MANSION TAX 2
So how will people owning property which is exposed to a prospective mansion tax react if the proposal becomes law ?
Even though there is little flesh on the bones of a prospective mansion tax as yet, one can easily anticipate some of the effects in the real world as home owners grapple with its implications. Estimates of the number of properties with values exceeding £2 million vary from between 60,000 – 120,000. However, of these it is thought that around 40% or more will fall within the £2 – £2.5 million range. It is therefore safe to assume that most of those 40% will dispute any ‘adverse’ valuation in the first instance …. and that will mean many costly and time consuming tribunal hearings. This is likely to be a long and frustrating process for all concerned.
Where home owners are ultimately unable to agree a valuation which places their property below the vital threshold, their next step will be to consider whether to sell or not.
There are two categories of people who may seriously consider this course of action.
Firstly, the policy could easily affect pensioners hardest because it is estimated that almost a third of properties worth more than £2 million have been in the same ownership for more than 10 years. Those who will struggle to pay the assessed tax because their savings or income are insufficient may have to sell up or look for contributions from the wider family. It has been suggested that the liabilities of cash-poor but asset-rich pensioners could be rolled up into their ultimate inheritance tax liability on death but this will still sound like a stealth increase to inheritance tax to many and this may easily colour the views of those affected and therefore their willingness to take action.
Secondly, there are those who will simply not wish to pay on principle ( see my earlier post on this ).
For those just below the vital threshold, a mansion tax will become a major disincentive to certain activity which is generally perceived in a positive light – leaseholders acquiring their freehold, for instance, or those upgrading their property through home improvements and extensions.

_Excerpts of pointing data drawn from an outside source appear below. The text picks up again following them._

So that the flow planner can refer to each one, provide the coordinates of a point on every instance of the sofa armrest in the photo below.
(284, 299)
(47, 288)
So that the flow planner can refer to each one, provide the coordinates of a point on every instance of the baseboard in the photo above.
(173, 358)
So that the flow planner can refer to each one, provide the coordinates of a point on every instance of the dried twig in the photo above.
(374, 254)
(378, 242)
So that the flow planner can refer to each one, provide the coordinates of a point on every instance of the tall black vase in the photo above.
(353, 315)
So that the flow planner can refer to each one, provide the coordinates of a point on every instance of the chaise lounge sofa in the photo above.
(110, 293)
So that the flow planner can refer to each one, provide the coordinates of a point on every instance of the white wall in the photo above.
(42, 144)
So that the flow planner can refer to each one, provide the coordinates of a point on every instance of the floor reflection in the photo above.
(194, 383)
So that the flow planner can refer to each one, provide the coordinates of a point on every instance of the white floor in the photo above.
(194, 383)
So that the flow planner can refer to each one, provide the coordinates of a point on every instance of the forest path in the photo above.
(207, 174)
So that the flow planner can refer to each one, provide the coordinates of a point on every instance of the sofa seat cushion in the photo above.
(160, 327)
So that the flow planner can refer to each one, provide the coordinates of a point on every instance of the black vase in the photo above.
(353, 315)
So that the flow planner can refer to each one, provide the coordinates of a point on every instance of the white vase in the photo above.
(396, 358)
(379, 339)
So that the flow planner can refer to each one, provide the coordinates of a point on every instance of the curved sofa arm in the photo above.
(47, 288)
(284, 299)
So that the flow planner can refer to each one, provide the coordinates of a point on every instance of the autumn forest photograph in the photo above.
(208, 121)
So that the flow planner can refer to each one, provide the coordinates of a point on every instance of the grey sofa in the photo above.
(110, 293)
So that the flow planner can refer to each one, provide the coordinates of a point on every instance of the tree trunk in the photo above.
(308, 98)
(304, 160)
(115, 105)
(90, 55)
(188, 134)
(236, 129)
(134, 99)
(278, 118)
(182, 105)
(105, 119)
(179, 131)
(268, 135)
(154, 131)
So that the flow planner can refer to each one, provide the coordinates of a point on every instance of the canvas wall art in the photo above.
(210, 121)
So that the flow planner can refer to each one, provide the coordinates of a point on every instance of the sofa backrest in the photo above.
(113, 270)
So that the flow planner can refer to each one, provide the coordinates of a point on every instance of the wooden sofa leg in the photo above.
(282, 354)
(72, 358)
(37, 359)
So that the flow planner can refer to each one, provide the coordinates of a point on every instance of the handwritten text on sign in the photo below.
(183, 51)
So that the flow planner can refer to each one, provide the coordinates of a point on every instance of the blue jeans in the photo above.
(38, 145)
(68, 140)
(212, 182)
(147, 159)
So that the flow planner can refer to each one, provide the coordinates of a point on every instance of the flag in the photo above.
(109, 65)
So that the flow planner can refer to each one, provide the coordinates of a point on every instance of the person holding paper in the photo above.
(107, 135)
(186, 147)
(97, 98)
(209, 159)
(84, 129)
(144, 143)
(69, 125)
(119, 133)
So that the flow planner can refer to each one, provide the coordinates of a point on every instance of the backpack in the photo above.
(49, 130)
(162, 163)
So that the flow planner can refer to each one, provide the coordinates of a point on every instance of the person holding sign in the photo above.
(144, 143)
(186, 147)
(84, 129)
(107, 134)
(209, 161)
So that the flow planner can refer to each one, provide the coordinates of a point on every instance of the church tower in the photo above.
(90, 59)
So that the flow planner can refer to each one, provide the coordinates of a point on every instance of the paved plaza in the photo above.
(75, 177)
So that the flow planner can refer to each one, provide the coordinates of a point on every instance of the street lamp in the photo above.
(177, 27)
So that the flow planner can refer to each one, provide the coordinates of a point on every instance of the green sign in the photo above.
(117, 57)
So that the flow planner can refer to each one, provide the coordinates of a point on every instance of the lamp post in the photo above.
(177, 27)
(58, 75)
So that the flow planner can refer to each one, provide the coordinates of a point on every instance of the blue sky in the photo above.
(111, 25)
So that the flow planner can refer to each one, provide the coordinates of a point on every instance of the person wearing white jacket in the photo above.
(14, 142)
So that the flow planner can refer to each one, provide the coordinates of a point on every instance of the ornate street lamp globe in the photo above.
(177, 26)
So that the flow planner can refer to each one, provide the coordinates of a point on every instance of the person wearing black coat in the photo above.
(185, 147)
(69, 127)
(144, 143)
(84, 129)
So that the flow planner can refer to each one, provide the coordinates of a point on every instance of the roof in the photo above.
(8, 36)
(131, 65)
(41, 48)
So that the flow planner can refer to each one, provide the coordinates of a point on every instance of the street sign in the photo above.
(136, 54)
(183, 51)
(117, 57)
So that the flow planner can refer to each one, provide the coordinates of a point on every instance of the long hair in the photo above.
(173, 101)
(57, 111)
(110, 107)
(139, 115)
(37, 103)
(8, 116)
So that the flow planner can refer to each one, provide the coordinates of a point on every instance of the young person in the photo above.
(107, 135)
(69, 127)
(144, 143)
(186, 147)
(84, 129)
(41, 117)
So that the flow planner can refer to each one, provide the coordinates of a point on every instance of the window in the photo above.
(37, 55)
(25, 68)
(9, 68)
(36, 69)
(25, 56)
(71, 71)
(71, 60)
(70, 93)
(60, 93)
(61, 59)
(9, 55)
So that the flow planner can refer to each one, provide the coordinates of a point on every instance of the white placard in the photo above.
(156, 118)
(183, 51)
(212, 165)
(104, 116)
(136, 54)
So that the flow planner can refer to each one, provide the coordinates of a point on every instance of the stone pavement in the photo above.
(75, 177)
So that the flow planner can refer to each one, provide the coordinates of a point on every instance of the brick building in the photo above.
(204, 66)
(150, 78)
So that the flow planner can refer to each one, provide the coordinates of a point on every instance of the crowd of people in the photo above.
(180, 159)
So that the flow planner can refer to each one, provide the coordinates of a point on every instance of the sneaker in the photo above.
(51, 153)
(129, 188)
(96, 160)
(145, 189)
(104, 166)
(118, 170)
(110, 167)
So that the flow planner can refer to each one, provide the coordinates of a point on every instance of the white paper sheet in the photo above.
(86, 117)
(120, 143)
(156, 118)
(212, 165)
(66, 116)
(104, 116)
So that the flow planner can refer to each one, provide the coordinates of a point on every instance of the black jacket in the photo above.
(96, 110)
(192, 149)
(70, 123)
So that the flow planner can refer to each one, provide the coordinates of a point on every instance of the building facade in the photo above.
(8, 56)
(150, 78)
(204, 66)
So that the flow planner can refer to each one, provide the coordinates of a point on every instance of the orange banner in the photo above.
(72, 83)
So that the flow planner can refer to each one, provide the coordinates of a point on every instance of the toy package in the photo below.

On the other hand, those just above the threshold may consider dividing properties into smaller units, perhaps granny flats, in attempts to reduce the value of their homes for the purposes of mansion tax. They may also consider altering their legal interest in a property using well established techniques developed in the sphere of inheritance tax planning.
Any non-transactional tax is bound to have unintended consequences. Window tax, for example, was introduced in 1696 and was relatively easy to assess since windows are clearly visible from the street. While the tax appeared to be superficially equitable in that the more windows one had the more tax was paid, it affected certain groups disproportionately … and not necessarily those with large numbers of windows. By the early 18th century it was clear that there was a pronounced decline in revenue raised by the tax as a result of windows being blocked up and new houses being constructed with fewer windows. By the mid-19th century glass production was astonishingly at the same level as at the height of the Napoleonic wars despite the large subsequent increase population and extensive house building activity. The tax had affected peoples decisions and behaviour as well as having economic implications. It was ultimately abolished on health grounds.
There are no direct parallels here but, as I highlighted in the first part of this blog in September, most UK governments are keen to promote activity in the property markets. Against this background, activity may slow and therefore directly impact on the much more important transactional taxes. This unwelcome side effect together with the anticipated paltry benefits to the exchequer have led successive governments to historically concentrate on extending existing taxes rather than inventing new ones.